Rosa was at her wit’s end, but Signor Vasari’s patience was worn to its last thread, and her father was utterly impracticable. Violante ceased to complain, but her soft, tender eyes had a desperate look, and her sweet confiding ways had grown solitary and strange. What would be the end of it?
It hardly caused Rosa surprise when, one night, in the midst of a performance, Violante fainted. The representation was brought to an abrupt conclusion, and Mademoiselle Mattei declared to be too ill to appear again. The public of Civita Bella was sorry; somehow the soft, lovely girl had gained a hold on their affections; but through the days while she lay ill and unconscious there was much wrangling between her father and the manager as to the amount of her salary to be forfeited by her non-fulfilment of her engagement. All talk of any tenderer relation had been dropped, and the discussion was settled greatly to Signor Mattei’s dissatisfaction. He felt that he had been ill-treated. Violante’s further gains were gone for that season; his own hung on a thread; some of Rosa’s best pupils, like Emily Tollemache, had left the place. What was to become of them?

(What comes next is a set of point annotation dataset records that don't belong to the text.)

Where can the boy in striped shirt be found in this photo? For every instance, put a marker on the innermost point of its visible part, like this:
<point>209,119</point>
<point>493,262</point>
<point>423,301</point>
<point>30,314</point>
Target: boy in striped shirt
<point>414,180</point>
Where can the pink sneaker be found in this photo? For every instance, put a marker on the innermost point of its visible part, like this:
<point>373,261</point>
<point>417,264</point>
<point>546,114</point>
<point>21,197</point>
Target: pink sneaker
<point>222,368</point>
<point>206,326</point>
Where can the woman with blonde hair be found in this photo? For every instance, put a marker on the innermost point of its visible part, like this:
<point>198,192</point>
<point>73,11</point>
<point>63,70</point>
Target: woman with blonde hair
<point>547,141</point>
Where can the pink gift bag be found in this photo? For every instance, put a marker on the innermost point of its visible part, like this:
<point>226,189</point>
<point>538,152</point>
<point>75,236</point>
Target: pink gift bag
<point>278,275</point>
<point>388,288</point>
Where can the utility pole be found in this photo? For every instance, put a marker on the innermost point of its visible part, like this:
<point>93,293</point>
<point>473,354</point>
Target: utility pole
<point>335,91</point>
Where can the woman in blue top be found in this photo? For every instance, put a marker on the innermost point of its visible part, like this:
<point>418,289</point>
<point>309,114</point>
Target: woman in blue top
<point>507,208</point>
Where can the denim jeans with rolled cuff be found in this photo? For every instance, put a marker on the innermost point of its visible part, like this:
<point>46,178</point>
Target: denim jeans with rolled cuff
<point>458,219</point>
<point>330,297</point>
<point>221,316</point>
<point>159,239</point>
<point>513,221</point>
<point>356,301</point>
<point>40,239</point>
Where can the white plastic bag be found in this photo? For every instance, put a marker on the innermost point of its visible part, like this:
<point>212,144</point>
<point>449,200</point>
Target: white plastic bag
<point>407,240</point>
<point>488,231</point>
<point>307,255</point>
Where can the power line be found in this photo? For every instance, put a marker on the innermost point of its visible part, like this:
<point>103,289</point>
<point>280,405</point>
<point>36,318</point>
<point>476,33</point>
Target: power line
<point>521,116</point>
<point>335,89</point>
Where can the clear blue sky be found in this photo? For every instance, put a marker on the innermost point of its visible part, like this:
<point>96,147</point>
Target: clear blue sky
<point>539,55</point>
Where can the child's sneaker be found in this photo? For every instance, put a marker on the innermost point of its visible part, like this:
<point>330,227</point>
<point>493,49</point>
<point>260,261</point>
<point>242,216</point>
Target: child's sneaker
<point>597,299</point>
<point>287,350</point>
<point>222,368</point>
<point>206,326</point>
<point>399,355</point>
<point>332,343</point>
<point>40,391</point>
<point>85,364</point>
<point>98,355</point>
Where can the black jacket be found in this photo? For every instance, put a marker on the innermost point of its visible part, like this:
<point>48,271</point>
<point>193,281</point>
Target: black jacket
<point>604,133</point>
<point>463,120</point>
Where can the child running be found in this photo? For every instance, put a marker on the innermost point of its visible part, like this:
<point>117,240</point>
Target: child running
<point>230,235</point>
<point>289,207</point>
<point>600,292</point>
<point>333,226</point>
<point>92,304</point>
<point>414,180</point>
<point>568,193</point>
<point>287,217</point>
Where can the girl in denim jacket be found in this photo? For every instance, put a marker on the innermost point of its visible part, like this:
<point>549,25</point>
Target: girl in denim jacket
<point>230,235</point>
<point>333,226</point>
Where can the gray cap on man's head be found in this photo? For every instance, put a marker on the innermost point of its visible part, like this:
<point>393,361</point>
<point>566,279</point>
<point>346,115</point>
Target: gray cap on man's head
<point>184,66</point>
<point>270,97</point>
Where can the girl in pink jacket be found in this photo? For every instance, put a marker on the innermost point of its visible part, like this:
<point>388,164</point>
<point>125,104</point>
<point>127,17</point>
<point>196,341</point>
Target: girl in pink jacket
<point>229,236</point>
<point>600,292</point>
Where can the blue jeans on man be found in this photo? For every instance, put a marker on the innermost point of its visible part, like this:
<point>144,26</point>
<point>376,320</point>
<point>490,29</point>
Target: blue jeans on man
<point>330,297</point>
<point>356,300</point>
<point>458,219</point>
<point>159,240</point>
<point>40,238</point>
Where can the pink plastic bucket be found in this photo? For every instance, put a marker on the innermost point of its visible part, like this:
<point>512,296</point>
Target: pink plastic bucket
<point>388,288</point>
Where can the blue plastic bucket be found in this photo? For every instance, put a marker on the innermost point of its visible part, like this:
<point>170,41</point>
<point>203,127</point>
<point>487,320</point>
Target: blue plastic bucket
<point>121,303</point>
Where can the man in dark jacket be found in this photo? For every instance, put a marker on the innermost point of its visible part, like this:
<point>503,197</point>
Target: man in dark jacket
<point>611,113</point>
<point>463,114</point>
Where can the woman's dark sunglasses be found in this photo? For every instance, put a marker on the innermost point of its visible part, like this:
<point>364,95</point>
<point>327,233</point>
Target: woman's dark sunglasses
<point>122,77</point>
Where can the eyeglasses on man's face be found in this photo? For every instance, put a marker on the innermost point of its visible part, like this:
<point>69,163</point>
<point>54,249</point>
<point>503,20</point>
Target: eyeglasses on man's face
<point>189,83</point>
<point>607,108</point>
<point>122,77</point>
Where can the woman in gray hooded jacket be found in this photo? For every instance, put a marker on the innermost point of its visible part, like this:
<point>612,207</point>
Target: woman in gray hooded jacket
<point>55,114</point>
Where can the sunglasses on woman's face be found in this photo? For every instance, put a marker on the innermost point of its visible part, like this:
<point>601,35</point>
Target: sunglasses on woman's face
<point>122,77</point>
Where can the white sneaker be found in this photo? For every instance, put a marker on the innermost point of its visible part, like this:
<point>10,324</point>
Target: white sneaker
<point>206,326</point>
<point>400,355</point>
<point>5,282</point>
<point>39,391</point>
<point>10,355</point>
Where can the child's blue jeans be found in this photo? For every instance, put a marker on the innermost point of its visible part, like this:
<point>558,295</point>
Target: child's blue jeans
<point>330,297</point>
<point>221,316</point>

As he came in, with his head full of all these various annoyances, he encountered Rosa standing in the sitting-room, holding in her hand the soft, dusky lengths of Violante’s hair.
“You have not cut off her hair?” he exclaimed, wrathfully.
“It may save her life,” said Rosa, whose eyes were red with crying. “She—she may not die.”
Then Signor Mattei, realising for the first time that his child’s life was in danger, burst out with vehement lamentations.
She had been his hope and his pride, spite of all her wilfulness—should he never hear her angel’s voice again?—and he seized on the long, soft hair, and kissed it and cried over it.
“It is the singing that has killed her,” said Rosa, bitterly. “If you had listened to her entreaties—” she checked herself, feeling the reproach to be cruel and undutiful; but, with a certain hard common-sense, developed by a life in which she had seen many illusions fade, revolting against the sentiment, coming, as it seemed, too late.
“No!” cried Signor Mattei. “It is not the singing. It is that young Englishman for whom she has pined away. And you—you permitted her to know and to see him, and encouraged her in her folly!”
“This is no time for quarrelling, father,” said Rosa, as she turned away, and went back to her sister, feeling as if, with Violante, every ray of sunshine would fade out of her life.